We settled on racism. First step is to begin your persuading with an anecdote. Apparently, Horseman has no recollections of racist acts perpetrated against his self and wants to make one up. I stare at him and inform him that no, he’s not. We’re going to be using Mine Own Experiences as inspiration. I’m in the mood for some laughter, so I grab the keyboard and begin:
Like the rest of the world, I remember September 11th, 2001 vividly. I was
S&S: “How old were you? You weren’t eight were you??”
Horseman: “I was nine. How the hell can I be ‘vividly remembering’ anything?”
S&S: “In my anecdote, the impossible becomes *pause* possible…”
ten at the time, and didn’t feel the effects as directly as others. But the aftershocks of fear and hate ran clearly through our Muslim community. I clearly remember
Horseman: “Correction… I was nine and I don’t clearly remember anything”
S&S: “Shut up, will you? I’m having a moment”
the tears in my sisters eyes
Horseman: “What tears? Tears of laughter?”
S&S: “Hey! *pointing to face* This is to mask the pain revived by these words….”
as she walked home from the library
Horseman: “Actually You’re right, wallah. There probably were tears. Tears because you couldn’t find the book you wanted!” *laughs at his own ‘wit’*
S&S: “No respect for the pained, I swear. I’m in the middle of a catharsis. The laughter you see is a defense mechanism against the pain! Reaction formation, as Freud would say.”
hopelessly dejected, head hung
Horseman: “You’re a fag” (my brother’s favorite insult)
S&S: “Your face” (my customary reply)
because people had yelled at her to take off her doorag and or tablecloth, and ‘go back home.’
Horseman: “That so did not happen”
S&S: “Did too! It was a horrible. Still brings tears to my eyes” (by now I am crying – tears of laughter)
A few days later, children threw rocks at her, and harassed her and her Hijabi (that’s a headscarf wearing female) friends mercilessly.
Horseman: “That was because you hit him. And then got Will to beat him up.”
S&S: “Oh yeah… but that’s besides the point. Shut up. And let me continue! Repressed feelings and all, remember?!”
Furthermore, to the dismay of the community, the field and parking lot beside a Mosque, a Muslim prayer hall,
Horseman: “EVERYONE knows what a Mosque is, fag.”
S&S: “Your face…” (automatic, knee-jerk reply)
was burnt in a hate crime.
Horseman: “HATE CRIME? It was a bunch of drunk idiots!! You’ve got to be kidding me…” (he’s peeing his pants from laughing, the hypocrite)

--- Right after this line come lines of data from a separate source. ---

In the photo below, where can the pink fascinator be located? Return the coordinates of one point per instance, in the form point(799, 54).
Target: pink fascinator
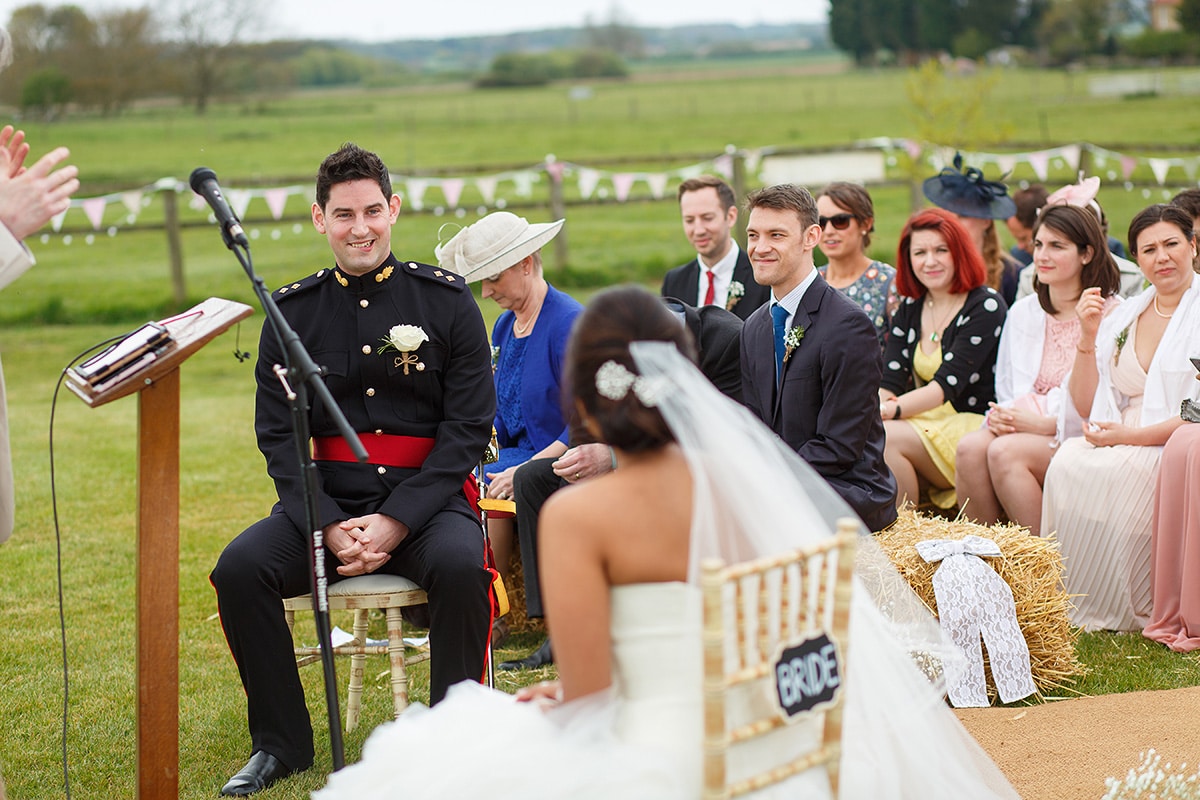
point(1080, 194)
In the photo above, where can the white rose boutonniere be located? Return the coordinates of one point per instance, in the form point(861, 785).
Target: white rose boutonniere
point(736, 293)
point(405, 340)
point(792, 341)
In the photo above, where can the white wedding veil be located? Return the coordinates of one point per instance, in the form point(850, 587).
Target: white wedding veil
point(754, 497)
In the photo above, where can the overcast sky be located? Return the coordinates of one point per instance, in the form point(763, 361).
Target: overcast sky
point(395, 19)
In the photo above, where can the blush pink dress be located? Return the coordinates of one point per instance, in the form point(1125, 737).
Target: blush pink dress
point(1175, 545)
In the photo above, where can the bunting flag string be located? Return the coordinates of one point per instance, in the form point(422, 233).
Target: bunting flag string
point(589, 182)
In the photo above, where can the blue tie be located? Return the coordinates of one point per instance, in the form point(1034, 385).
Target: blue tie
point(779, 316)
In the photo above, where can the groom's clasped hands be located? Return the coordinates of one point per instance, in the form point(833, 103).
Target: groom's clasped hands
point(364, 543)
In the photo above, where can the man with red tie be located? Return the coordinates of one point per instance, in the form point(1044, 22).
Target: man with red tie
point(720, 275)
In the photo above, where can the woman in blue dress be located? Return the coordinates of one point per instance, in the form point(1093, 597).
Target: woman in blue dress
point(503, 251)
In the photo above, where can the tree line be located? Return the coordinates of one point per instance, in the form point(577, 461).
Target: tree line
point(1056, 31)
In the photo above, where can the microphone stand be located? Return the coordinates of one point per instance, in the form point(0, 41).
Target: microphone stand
point(297, 376)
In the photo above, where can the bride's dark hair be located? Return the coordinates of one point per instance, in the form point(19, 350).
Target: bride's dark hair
point(601, 334)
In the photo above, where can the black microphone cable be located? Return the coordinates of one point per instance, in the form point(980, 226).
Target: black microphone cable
point(58, 551)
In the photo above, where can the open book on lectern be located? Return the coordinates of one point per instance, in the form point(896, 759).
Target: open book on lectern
point(124, 359)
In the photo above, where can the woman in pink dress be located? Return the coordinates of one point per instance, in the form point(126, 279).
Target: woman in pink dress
point(1175, 545)
point(1129, 377)
point(1000, 468)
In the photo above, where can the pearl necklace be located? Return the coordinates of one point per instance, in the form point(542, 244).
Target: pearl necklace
point(936, 334)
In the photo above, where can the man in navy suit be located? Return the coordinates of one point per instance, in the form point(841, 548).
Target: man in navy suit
point(819, 388)
point(720, 275)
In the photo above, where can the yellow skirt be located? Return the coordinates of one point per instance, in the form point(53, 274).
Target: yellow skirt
point(940, 431)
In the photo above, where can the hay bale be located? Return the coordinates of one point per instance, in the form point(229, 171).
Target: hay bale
point(515, 588)
point(1030, 565)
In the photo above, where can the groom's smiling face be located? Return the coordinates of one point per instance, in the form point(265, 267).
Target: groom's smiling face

A few days afterwards, the local Islamic school was vandalized and the children harassed by passerbies/passerby’s(?). One drunkard remained on the premises and threatened to ‘unveil’ the young girls. The local authorities sent two cops to remain on school grounds and patrol the entries to the school.
Horseman: “Owwww my cheeks!!” (that’s how hard he’s laughing) “You fag!!”
S&S: “Your face… Fine then! Have it your way! I’ll delete the damn thing! Make your own damn anecdote!! See if I care!”
By the end we’re crying from laughing so hard, and no closer to finishing his assignment that when we’d started. It’s all good, though. I believe that laughter is cheap medicine (thank you, Lord Byron) and, as you probably guessed, laughter comes really, really cheap and easy to me. I can pretty much singlehandedly set myself off into a hysterical fit…
Btw, I didn’t hit him. Well, I did, but he threw rocks and insulted my hijab first and then I hit him and got Will to teach him a lesson.
I have so much more to say. My drafts are in the double digits, but I should really sleep. I have two more exams in two weeks and I don’t want a reoccurrence of Mine Emo Breakdown, now do I?